26. Serious non-healing wound/ulcer/bone fracture. NOTE: non-healing wounds or ulcers are permitted if due to tumor-associated skin lesions.

27. Diagnosis of any other malignancy whose natural history or treatment has the potential to interfere with the safety or efficacy assessment of trial therapy.

28. Requirement for hemodialysis or peritoneal dialysis.

29. History of solid organ or allogeneic stem cell transplant.

30. Pregnant or breastfeeding. NOTE: breast milk cannot be stored for future use while the subject is being treated on study.

31. History of severe allergic anaphylactic reactions to study drug or any of its' excipients.

32. History of psychiatric illness likely to interfere with ability to comply with protocol requirements or give informed consent.

Study & Design

• Study Type: INTERVENTIONAL
• Study Design: SINGLE_GROUP

Arm && Interventions

Group	Intervention	Description
Zanzalintinib	Zanzalintinib	All subjects will receive Zanzalintinib 60 mg orally once daily until progression per RECIST 1.1 or intolerable toxicities or patient/investigator decision to discontinue study therapy.

Primary Outcome Measures

Name	Time	Method
Objective response rate (ORR)	24 months	ORR is defined as the proportion of patients who achieve a confirmed complete response (CR) or partial response (PR) according to RECIST1.1.

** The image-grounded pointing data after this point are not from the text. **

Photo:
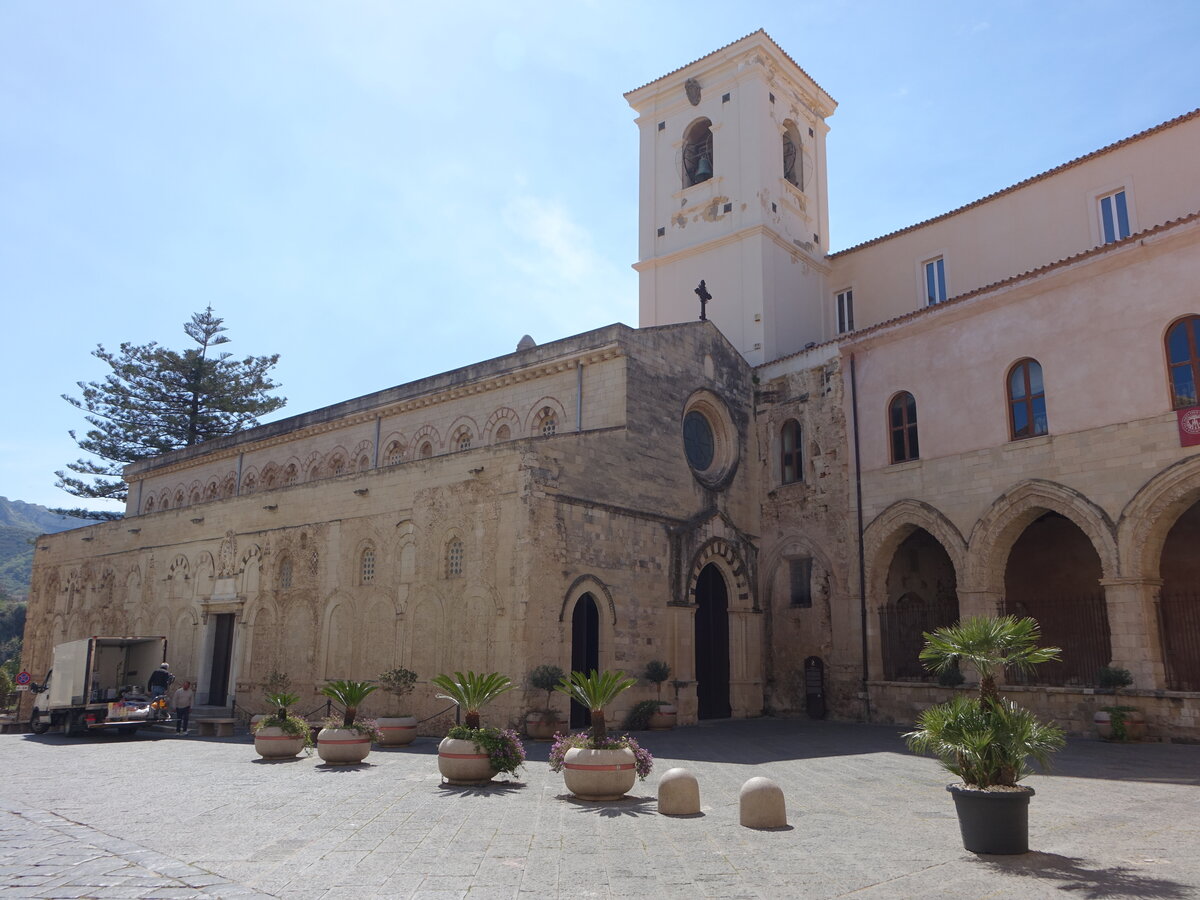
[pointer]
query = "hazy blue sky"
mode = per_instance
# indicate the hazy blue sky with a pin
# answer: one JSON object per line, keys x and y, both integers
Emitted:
{"x": 382, "y": 191}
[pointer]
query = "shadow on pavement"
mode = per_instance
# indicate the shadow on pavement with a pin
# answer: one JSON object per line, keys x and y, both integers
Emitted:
{"x": 1079, "y": 879}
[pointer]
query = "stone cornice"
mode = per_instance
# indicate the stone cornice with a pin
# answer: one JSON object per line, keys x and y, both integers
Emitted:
{"x": 138, "y": 472}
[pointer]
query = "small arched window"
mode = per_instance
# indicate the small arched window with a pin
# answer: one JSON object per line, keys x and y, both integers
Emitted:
{"x": 903, "y": 427}
{"x": 790, "y": 455}
{"x": 1026, "y": 400}
{"x": 697, "y": 153}
{"x": 1183, "y": 361}
{"x": 454, "y": 558}
{"x": 547, "y": 421}
{"x": 793, "y": 159}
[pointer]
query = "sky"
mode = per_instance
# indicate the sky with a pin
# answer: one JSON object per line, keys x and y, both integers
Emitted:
{"x": 383, "y": 191}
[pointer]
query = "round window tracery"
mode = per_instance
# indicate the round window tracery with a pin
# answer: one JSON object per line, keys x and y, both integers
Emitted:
{"x": 697, "y": 441}
{"x": 709, "y": 439}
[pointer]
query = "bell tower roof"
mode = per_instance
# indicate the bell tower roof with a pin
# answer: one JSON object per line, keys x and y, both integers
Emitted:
{"x": 640, "y": 95}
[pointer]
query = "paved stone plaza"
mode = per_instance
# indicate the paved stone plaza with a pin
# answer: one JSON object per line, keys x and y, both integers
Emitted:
{"x": 189, "y": 817}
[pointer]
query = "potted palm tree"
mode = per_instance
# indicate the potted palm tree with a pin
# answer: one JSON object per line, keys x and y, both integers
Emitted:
{"x": 281, "y": 735}
{"x": 597, "y": 766}
{"x": 987, "y": 741}
{"x": 349, "y": 741}
{"x": 541, "y": 724}
{"x": 664, "y": 718}
{"x": 472, "y": 754}
{"x": 397, "y": 730}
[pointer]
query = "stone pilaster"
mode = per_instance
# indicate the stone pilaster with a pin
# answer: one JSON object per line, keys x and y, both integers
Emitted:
{"x": 1133, "y": 622}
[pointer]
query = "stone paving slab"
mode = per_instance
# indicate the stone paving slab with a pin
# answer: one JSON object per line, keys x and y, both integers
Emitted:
{"x": 204, "y": 819}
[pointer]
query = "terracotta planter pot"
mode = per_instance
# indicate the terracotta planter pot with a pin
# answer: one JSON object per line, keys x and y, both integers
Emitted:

Secondary Outcome Measures

Name	Time	Method
Progression-free survival (PFS)	24 months	PFS is defined as the time from the date of study registration to the date of progression per RECIST 1.1 or death due to any cause, whichever occurs first.
Duration of Response (DOR)	24 months	DOR is defined as the time from the first documented response (PR or CR) until the time of progression per RECIST 1.1 or death due to any cause.
Overall survival (OS)	24 months	OS is defined as the time from the date of study registration to date of death due to any cause.
Number of Participants with Adverse Events	24 months	Adverse events will be assessed by the National Cancer Institute's Common Terminology Criteria for Adverse Events (NCI CTCAE) v5.